Transition Region for Hall-Effect Latch With Magnet Facing Latch

This set of images show different views of the transition region for a latch.  This will look the same for either pole of the magnet.

• When the magnet enters the green region, the latch will change states.  
• When one magnet pole is brought near, the latch will activate.  
• When the other magnet pole is brought near, the latch will deactivate.
• When the magnet is outside the green region, the latch stays in its current state.

Many types of latches use a south pole to turn on and a north pole to turn off.  You do need to read the data sheet to make sure how a particular latch operates.

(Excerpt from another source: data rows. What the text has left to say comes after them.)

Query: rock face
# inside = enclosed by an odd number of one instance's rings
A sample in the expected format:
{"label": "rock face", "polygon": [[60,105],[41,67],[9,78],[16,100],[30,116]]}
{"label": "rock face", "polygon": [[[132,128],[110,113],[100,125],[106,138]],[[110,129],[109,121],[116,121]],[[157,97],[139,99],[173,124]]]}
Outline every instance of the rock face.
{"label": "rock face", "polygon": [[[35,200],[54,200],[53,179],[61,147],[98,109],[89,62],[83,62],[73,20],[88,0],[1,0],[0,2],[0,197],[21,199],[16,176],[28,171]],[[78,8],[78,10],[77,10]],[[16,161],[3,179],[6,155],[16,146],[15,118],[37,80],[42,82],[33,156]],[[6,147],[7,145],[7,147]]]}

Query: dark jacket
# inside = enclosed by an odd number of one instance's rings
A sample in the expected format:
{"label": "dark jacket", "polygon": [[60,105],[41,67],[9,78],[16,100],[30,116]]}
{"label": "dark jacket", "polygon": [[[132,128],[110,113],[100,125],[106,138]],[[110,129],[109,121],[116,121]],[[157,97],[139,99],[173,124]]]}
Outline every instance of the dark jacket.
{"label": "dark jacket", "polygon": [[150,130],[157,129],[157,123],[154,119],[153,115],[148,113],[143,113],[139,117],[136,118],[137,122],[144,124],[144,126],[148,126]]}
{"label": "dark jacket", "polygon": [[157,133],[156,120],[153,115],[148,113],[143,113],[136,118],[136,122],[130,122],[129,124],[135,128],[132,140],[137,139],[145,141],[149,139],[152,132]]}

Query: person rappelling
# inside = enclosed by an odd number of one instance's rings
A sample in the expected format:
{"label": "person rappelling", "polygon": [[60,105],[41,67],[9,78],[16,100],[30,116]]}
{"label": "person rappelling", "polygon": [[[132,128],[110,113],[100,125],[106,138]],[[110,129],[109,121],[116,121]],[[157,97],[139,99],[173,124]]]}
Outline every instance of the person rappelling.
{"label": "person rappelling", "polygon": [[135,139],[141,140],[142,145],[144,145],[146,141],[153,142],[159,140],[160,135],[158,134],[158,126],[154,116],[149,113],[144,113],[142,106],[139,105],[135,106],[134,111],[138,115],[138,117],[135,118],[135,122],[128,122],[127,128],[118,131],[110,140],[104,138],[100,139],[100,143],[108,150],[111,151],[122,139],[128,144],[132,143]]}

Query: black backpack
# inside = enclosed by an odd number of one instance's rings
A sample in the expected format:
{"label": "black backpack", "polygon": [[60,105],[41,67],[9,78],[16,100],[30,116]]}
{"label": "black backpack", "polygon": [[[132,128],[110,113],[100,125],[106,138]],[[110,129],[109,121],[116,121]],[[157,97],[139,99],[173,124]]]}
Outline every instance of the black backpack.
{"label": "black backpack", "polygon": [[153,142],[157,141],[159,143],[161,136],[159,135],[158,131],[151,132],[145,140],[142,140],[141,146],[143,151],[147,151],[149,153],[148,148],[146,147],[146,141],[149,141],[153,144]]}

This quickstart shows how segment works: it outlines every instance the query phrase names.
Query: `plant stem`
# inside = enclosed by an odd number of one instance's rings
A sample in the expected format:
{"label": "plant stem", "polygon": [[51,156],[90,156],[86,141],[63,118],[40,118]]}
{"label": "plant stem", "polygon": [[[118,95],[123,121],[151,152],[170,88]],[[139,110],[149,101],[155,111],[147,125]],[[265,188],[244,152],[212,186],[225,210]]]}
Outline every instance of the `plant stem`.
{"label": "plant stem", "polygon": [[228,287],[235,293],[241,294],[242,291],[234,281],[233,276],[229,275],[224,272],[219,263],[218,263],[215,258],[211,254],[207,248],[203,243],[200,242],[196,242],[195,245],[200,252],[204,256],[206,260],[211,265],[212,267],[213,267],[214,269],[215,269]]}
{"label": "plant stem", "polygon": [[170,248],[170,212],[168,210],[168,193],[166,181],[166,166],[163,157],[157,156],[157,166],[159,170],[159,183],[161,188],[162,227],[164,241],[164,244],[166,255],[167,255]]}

Transition Regions for MAGNET PARALLEL TO  HALL-EFFECT Latch

This set of images show different views of the activated and deactivated regions around a latch  when the magnet is parallel to the switch.

• Latch On:  magnet inside the green region
• Latch off: magnet inside the gray region.
• Hysteresis: magnet outside of green and gray regions.

Once a latch is on or off, the magnet must be moved to the other transition region to change the state.

 The red dots on the magnet and switch show the reference points for positioning.  

Many types of latches are activated when the field points from back to front.  This can be achieve by a south pole near the face or a north pole near the back.  These types of latches are deactivated by a field pointing the opposite direct.

Be sure to read the data sheet to understand which direction must be used.

SWITCH REQUIREMENTS FOR MAGNETIC FIELD STRENGTH

Different models of latches respond to different field strengths.  Some are more sensitive than others.    The images to the left show the effect of using the same magnet with different models of latches

More sensitive latches have larger transition regions.  Less sensitive latches have smaller transition regions.  Your particular application will determine what model of latch would be most appropriate.

THE EFFECT OF MAGNET AND SENSOR TOLERANCES

It is very important to keep track of magnet and sensor tolerances.  

The left image shows the response to "typical" magnet and sensor parameters.  In practice, this is probably close to what would be observed when constructing prototypes.

The right image shows the possible range of operation across magnet and sensor tolerances.  Somewhere in the region between the darker and lighter areas is where all magnet and sensor combinations would be expected to transition.  Most will be near the "typical" regions.  However, some statistical fraction of combinations would be nearer the inner or outer regions.